Petúnia parecia está imobilizada desde o momento em que vira Gina. Soube de alguma maneira, talvez pelos laços que a prendiam a Harry, que ali estaria uma força extraordinária para a vida de Harry.
- Bem, quando sua mãe nasceu eu já tinha dez anos. Era filha única e tinha tudo o que queria. Minha mãe sempre quis ter um outro filho, um menino. Mas ela não conseguia engravidar. E então, sua mãe foi concebida. Uma menina linda, de olhos verdes, você...
- Tenho seus olhos, sei.
- Isso mesmo. Eu era uma menina comum. Sua mãe tinha uma inteligência anormal. E ela substituía o filho homem do meu pai por que não era cheia de frescuras e dengos como eu, entende? Sua mãe nasceu para ser uma mulher de fibra. Quando ela completou onze anos e eu achei que ela sairia de casa, por que tinha recebido o convite da escola em que papai estudou e a família estava alucinada, chegou o tal convite de Hogwarts. Sua mãe então foi para tal escola e quando ela voltava, cheia de truques e Cada vez melhor, eu era esquecida. Não foi culpa dela, mas ser bruxa a ajudava e me prejudicava. Nunca fui aceita pelos meus pais. Mas, então, ela conheceu seu pai e quando ela o levou em casa, eu já casada com seu tio, ela foi ovacionada e a seu tio mal ofereceram uma xícara de chá.

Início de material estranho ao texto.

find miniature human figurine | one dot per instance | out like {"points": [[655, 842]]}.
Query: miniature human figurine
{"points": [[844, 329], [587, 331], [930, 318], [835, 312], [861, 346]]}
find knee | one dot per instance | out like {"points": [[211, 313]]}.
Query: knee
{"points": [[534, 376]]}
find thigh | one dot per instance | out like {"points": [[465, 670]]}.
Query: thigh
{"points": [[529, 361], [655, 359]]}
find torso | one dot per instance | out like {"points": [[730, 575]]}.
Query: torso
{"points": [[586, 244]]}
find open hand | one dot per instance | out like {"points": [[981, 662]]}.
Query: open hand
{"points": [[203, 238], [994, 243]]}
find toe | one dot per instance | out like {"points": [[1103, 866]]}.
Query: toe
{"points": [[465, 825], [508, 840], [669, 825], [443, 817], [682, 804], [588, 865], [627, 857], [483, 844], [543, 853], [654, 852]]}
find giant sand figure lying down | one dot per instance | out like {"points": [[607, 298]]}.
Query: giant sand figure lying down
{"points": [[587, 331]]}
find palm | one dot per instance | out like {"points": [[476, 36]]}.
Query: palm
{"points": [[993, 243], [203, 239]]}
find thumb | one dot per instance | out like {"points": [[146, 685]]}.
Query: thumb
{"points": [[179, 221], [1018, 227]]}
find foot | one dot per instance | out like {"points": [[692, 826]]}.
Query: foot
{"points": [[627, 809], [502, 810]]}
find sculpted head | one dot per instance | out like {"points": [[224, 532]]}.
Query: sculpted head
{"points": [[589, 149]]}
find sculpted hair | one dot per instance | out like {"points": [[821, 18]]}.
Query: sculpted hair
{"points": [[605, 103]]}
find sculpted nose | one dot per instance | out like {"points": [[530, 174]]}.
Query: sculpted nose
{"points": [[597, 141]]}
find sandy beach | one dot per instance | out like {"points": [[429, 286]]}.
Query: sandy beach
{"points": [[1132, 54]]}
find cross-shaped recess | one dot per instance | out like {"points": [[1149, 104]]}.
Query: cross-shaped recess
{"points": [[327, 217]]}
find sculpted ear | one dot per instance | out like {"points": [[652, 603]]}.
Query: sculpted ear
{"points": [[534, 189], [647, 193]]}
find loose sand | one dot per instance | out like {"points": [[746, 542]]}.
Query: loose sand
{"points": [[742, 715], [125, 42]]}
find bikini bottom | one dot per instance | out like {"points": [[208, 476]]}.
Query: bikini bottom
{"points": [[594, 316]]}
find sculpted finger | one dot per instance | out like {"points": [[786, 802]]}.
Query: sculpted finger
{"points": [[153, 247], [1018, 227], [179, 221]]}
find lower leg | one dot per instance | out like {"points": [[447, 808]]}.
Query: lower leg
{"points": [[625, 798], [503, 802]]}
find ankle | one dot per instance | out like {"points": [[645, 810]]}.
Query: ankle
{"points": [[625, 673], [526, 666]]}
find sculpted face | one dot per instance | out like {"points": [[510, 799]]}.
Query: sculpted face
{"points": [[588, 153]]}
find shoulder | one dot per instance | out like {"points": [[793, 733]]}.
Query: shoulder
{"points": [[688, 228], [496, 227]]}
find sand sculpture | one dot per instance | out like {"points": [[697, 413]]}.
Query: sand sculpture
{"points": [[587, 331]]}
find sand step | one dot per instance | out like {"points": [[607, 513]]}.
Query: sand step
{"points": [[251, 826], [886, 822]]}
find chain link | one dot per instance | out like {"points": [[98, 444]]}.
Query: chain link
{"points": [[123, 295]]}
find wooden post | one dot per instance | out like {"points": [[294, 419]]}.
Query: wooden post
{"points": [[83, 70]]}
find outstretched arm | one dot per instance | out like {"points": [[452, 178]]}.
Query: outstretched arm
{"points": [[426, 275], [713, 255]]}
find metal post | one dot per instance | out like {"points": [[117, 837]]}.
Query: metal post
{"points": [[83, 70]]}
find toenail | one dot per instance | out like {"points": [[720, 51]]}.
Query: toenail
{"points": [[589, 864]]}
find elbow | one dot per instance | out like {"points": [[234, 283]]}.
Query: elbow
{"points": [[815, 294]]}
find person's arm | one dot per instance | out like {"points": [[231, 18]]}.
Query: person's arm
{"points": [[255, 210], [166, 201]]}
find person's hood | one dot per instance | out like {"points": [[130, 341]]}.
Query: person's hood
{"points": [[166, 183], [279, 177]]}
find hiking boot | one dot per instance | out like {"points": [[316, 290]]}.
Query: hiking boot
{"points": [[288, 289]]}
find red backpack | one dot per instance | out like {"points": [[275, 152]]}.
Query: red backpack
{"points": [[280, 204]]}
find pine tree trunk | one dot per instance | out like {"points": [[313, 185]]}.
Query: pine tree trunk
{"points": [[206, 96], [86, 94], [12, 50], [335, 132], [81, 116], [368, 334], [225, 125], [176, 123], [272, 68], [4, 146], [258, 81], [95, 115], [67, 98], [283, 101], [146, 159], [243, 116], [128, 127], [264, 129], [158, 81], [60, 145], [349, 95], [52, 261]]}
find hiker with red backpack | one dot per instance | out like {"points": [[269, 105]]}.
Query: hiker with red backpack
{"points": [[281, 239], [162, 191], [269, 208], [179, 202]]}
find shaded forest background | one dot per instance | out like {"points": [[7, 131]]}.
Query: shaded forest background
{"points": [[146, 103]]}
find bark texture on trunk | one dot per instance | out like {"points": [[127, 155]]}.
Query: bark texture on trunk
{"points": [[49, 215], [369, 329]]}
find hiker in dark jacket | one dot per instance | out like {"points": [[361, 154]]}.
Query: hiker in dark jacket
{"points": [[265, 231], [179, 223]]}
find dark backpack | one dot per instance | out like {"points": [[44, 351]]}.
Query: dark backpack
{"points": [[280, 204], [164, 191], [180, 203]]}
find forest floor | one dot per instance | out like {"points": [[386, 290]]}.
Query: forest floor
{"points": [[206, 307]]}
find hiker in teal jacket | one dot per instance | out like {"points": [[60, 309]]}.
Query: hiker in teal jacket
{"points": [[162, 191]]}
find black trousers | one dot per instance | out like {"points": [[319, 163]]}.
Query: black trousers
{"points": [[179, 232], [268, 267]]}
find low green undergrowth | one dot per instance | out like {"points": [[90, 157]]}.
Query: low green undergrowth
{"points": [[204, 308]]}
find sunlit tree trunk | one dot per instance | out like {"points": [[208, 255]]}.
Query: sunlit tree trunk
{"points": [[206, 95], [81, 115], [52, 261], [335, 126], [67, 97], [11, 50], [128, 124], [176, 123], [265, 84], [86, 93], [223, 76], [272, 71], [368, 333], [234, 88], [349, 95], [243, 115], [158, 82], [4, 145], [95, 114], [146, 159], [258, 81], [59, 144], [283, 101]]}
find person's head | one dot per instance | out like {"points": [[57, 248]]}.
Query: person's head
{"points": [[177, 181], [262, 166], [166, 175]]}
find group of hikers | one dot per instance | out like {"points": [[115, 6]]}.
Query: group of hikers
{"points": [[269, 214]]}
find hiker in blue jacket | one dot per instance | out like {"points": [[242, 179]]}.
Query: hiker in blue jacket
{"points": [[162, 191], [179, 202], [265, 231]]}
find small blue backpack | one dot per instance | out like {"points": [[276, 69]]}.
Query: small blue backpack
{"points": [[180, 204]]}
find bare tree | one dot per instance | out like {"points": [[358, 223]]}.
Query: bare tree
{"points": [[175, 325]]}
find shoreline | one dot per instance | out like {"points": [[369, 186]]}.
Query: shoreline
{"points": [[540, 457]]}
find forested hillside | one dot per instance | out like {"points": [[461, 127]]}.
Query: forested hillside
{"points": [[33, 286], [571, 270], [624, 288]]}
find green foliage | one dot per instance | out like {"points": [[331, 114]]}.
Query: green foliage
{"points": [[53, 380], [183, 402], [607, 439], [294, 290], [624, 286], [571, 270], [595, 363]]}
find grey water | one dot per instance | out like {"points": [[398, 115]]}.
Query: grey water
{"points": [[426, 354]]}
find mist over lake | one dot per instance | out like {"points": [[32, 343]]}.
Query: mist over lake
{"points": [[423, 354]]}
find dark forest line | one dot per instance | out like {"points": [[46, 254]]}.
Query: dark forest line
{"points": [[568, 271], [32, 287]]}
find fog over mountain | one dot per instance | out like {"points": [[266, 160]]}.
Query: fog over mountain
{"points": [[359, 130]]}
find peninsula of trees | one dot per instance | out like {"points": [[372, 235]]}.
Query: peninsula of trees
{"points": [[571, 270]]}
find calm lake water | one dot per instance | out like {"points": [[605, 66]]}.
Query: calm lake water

“Tudo o que era meu tinha que ser pior do que o que ela dela e eu não podia achar isso justo. Bem, meus pais morreram, depois seus pais e aí eu tomaria conta do filho dela. Não podia permitir que você fosse melhor que o meu filho e por isso, inibia qualquer princípio de magia que lhe transpirasse. Acho que conhece bem o resto”
Harry não sabia o que pensar, pois, de uma hora para outra, dedicava a tia sentimentos de piedade, a perdoava, no fundo, por que ela não era exatamente culpada. Sua mãe foi formidável. Sua tia, talvez, se não quisesse se comparar com sua mãe, também fosse tão formidável, mas ele não entendia a importância do tempo perdido para que aquela história fosse contada. O que, afinal, a professora Minerva pretendia com aquilo.
E então, pela terceira vez na noite a campainha tocou, dessa vez junto com um outro som. O relógio batia meia-noite. Harry agora completou dezessete anos.